The Outer Limits: Counterweight (1964)
A six person crew(played by Michael Constantine, Jacqueline Scott, Sandy Kenyon, Crahan Denton, Larry Ward, Charles Radilac) has volunteered to participate in the first simulated test space flight to the planet Antheon. There is even a panic button on board that, if pushed, will immediately end the flight, and any chance of their going on the real thing. The captain(played by Stephen Joyce) and stewardess(played by Shary Marshall) do what they can to help, but paranoia and personality clashes emerge, threatening the success of this experiment, as some malignant force seems determined to stop the mission... Tedious episode misfires much like the flight itself, though the monster is nicely done.
Ron Randel stars as Henderson James, a scientist in the near future who had successfully smuggled to Earth a fierce but banned alien creature called a Megasoid that has escaped from its captivity in his home. It is in its reproductive cycle, which means more of these things could emerge, so Henderson decides to handle the crisis himself by having a limited-life(5 hours) duplicate(clone) made to kill the creature, but instead it causes his wife Laura(played by Constance Towers) to prefer its company to his, since their marriage is on the rocks. Sean McClory co-stars as the spaceship captain who smuggled it to Earth for Henderson, and is called upon to help again. Good cast and set design, but marred by a ridiculous looking(if distinctive) monster, story flaws, and a slow pace. Towers is luminescent though(why does Henderson ignore her?)

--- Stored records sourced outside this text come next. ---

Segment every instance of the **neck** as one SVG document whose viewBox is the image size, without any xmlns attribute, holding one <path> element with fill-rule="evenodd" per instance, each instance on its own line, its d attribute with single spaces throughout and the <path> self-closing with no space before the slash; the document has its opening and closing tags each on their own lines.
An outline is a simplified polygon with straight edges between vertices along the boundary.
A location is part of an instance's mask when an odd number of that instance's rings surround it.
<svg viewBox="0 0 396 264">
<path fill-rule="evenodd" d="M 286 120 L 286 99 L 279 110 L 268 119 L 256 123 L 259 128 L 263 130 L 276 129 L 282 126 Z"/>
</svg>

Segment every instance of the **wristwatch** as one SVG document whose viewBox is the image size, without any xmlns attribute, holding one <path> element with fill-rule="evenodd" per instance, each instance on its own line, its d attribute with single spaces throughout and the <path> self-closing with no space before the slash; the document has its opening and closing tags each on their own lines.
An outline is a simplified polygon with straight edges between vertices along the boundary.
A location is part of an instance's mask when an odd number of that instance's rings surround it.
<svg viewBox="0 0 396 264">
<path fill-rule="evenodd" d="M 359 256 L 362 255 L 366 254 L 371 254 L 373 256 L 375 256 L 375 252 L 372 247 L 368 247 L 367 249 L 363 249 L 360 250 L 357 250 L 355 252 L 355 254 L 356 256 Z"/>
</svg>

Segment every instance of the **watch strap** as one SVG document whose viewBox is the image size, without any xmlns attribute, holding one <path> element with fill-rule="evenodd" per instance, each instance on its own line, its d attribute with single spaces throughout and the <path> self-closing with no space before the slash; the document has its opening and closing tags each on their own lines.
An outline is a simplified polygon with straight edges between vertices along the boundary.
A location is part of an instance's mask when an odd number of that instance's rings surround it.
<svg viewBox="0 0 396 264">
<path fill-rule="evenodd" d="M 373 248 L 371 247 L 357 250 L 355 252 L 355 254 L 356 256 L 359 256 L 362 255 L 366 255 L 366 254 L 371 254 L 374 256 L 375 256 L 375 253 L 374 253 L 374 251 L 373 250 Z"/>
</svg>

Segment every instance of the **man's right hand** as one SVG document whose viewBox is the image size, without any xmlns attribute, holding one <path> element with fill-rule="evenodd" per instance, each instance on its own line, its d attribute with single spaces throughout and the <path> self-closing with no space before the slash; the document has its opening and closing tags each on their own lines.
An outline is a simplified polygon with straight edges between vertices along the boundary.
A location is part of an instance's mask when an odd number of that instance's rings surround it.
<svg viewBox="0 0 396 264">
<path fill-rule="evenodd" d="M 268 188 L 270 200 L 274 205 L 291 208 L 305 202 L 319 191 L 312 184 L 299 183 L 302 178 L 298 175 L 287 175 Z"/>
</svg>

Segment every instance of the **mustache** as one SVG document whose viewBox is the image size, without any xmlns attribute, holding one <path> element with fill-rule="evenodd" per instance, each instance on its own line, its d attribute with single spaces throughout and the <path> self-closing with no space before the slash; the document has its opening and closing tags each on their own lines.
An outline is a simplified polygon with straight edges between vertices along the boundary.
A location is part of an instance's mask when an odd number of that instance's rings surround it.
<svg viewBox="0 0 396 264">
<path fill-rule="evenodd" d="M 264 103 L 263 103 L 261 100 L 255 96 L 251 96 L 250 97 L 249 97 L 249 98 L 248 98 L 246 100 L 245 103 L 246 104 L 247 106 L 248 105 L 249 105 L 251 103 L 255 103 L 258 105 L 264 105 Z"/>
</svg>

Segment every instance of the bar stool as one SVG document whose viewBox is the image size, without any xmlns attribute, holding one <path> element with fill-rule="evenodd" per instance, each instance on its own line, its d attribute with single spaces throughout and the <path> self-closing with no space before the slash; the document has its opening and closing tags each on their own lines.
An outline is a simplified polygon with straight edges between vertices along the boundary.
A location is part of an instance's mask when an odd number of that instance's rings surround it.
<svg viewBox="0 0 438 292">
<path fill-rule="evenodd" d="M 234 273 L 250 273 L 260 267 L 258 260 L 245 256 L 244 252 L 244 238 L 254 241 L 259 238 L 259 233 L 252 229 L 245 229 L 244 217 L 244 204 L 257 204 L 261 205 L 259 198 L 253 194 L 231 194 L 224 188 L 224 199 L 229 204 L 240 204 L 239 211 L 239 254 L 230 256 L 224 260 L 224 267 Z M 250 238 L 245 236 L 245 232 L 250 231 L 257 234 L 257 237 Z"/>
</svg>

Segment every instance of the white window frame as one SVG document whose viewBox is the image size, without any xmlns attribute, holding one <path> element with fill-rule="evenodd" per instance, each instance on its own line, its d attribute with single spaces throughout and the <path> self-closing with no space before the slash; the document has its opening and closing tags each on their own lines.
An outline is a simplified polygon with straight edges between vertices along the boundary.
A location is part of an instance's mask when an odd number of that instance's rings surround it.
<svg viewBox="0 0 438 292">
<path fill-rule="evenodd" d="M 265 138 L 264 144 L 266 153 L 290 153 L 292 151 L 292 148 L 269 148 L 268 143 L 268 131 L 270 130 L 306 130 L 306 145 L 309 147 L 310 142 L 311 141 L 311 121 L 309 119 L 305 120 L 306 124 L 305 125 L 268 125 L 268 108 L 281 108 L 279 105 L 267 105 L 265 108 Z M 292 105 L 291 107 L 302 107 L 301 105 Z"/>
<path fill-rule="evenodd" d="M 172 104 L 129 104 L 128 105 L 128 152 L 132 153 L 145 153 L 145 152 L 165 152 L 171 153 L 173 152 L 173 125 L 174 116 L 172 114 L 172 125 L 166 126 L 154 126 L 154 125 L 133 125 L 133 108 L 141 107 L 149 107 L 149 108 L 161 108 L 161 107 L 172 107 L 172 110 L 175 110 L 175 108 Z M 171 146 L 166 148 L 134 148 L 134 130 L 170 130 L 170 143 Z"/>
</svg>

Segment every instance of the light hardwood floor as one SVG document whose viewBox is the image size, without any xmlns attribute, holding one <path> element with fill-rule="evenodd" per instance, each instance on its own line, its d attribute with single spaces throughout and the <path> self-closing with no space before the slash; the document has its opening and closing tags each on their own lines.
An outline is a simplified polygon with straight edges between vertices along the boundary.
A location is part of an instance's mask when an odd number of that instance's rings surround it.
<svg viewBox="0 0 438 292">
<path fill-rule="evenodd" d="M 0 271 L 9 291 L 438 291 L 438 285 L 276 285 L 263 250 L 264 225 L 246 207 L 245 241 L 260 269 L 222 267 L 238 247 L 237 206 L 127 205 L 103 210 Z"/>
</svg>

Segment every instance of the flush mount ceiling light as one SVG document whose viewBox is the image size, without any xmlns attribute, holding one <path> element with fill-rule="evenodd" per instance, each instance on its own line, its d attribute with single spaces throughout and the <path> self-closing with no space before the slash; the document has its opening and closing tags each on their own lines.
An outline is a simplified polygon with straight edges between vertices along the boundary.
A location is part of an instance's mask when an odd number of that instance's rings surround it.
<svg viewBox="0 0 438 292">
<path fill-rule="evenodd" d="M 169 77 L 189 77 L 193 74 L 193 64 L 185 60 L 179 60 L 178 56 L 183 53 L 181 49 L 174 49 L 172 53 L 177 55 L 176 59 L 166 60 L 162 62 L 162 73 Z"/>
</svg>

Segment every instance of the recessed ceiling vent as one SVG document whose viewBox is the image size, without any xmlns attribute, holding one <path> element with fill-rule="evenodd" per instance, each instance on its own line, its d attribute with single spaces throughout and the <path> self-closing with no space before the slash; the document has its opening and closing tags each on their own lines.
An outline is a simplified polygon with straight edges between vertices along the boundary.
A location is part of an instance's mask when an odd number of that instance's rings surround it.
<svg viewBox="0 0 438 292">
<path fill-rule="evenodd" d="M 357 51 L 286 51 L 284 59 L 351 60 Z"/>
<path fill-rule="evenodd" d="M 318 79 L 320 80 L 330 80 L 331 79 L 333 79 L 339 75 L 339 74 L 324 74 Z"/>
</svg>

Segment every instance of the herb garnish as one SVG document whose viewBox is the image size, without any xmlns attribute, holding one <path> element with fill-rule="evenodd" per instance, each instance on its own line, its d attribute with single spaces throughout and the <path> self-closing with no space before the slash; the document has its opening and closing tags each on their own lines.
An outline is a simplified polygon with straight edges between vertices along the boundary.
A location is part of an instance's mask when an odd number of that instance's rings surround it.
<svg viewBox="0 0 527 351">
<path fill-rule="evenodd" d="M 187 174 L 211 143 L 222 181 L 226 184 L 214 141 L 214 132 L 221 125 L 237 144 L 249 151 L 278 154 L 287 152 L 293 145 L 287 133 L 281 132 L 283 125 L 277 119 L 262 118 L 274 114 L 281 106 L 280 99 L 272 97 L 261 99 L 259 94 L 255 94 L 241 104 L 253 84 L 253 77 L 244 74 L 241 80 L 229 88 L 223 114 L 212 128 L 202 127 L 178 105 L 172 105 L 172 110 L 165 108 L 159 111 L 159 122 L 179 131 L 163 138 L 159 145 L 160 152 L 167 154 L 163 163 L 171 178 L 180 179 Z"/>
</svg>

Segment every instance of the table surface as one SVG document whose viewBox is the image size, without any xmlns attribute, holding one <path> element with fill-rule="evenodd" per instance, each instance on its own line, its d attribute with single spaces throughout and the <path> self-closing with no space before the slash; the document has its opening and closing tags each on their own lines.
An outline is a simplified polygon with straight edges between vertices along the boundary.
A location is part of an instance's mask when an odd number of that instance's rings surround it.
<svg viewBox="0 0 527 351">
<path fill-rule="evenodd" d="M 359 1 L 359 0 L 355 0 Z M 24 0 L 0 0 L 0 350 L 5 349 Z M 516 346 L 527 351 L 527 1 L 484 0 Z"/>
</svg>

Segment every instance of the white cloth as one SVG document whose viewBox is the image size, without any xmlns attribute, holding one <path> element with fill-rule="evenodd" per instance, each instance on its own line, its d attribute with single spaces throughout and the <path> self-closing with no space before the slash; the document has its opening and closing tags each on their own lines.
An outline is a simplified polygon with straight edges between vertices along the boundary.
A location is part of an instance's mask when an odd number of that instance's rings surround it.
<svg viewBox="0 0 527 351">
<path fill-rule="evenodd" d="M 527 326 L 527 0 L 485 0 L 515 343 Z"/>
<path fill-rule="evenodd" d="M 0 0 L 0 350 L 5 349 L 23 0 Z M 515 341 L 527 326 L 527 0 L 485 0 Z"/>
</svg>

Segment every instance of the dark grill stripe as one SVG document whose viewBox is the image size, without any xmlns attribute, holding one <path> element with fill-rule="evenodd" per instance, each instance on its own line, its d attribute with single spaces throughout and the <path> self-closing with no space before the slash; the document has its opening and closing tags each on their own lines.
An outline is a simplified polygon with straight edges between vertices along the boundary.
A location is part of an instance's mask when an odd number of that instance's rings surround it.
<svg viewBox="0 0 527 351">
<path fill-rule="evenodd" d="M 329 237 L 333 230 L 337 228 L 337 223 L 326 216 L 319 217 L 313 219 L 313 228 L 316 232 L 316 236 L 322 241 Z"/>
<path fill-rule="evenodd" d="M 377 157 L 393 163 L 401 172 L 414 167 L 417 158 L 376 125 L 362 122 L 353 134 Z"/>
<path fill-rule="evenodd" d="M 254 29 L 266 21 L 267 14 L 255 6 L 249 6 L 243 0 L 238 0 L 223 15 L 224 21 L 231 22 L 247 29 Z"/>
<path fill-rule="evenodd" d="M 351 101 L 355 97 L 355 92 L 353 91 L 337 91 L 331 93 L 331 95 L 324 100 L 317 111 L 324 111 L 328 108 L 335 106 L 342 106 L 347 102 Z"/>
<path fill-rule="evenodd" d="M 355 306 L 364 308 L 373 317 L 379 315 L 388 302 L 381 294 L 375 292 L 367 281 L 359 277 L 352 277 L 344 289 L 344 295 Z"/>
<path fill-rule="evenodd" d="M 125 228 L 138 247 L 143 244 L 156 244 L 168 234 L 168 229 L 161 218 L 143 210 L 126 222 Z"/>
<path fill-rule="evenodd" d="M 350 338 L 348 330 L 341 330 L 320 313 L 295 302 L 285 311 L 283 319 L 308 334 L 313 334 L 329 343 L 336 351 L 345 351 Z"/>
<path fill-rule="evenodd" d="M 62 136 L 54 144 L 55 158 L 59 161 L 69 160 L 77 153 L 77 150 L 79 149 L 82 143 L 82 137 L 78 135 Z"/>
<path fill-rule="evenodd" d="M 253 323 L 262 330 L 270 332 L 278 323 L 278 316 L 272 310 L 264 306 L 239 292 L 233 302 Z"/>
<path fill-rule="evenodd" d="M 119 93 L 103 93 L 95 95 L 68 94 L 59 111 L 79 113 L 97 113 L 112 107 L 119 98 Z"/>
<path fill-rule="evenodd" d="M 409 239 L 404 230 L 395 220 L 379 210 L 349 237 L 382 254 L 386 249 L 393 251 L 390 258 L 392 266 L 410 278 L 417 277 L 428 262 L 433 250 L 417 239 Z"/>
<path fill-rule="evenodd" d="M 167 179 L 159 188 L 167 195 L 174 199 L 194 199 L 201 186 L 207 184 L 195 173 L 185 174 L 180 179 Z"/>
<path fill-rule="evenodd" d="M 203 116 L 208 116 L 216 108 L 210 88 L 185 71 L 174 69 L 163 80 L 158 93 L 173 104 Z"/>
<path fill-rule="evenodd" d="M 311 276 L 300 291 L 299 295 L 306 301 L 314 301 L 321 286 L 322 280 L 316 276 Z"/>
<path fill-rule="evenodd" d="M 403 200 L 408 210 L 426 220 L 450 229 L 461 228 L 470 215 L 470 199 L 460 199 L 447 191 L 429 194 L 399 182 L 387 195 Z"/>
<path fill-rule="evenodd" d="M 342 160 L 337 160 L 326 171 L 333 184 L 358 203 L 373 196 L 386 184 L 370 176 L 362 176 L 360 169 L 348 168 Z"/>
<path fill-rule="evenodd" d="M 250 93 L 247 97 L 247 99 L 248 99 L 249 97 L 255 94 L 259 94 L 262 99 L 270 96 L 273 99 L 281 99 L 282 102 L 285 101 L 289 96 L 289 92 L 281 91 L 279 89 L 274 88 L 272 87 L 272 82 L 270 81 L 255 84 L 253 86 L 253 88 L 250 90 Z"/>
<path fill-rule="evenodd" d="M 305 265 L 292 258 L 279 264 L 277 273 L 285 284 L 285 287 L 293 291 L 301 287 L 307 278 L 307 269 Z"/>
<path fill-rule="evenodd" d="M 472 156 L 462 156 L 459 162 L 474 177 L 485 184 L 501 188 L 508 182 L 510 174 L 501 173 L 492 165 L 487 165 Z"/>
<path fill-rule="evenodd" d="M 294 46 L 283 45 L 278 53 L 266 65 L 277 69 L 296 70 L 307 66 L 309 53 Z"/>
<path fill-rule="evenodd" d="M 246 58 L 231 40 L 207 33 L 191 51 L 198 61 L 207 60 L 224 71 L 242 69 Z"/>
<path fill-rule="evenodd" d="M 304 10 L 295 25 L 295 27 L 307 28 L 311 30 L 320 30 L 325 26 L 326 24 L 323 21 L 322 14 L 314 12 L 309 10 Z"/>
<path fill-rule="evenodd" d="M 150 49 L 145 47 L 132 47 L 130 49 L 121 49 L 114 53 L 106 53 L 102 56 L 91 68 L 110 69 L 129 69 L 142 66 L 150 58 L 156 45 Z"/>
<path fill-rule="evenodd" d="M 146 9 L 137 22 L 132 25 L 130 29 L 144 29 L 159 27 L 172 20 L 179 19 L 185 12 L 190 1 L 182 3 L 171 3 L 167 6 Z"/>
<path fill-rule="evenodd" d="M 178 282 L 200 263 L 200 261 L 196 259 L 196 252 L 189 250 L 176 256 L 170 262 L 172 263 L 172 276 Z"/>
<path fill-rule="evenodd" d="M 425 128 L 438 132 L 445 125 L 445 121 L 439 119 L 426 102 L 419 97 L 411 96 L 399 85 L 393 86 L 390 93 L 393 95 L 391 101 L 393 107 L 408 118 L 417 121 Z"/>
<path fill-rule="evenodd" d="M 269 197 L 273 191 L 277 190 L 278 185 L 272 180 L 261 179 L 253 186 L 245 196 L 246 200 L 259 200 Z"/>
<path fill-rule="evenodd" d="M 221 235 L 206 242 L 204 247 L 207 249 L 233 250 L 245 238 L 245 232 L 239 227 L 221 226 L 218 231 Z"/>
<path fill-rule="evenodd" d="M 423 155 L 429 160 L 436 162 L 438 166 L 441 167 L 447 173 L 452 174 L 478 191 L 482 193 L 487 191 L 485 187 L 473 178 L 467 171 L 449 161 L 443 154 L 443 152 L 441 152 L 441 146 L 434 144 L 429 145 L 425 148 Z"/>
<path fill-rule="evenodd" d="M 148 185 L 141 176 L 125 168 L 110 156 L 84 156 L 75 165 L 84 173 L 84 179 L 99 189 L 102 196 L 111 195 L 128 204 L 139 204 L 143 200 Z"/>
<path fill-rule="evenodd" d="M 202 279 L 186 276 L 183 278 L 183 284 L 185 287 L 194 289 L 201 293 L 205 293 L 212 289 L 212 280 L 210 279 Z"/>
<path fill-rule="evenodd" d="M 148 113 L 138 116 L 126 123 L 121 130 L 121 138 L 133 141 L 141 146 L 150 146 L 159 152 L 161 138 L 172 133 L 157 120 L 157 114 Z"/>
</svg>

Warren Stevens stars as a scientist named Eric Plummer who has been despairing about completing complex equations needed to manufacture an anti-magnetic disintegrator when he is unexpectedly approached by an alien named Ikar(played Robert Webber) who will give him the help he needs if he can borrow his emotions, a concept unknown to his species. Of course the emotions wreck havoc on the orderly mind that his race prides itself on, which threatens everyone involved, in particular Eric's girlfriend Janet(played by Gail Kobe) as the aliens plan to invade the Earth, and wont let the compromised Ikar stop them...Dreary, all-too predictable and arch episode only has memorable monsters to distinguish it in any way, despite the colorful title.
Second of two part episode sees government agent Adam Ballard(Robert Duvall) along with his fellow agents continue their pursuit of the four men(played by Steve Inhat, Lee Pollack, James Frawley, and Ivan Dixon) all soldiers who have been chosen by an alien intelligence to complete an important project that they can't explain or stop themselves from completing. Things have taken a more definite turn as it is learned that six children, all afflicted with one physical malady or another, are being taken to a newly built spaceship for transport to an unknown alien planet, and the question is if it is for good or evil purposes... Excellent conclusion to this compelling story continues the fine performances, script, and direction, all leading to a truly poignant, beautifully realized ending.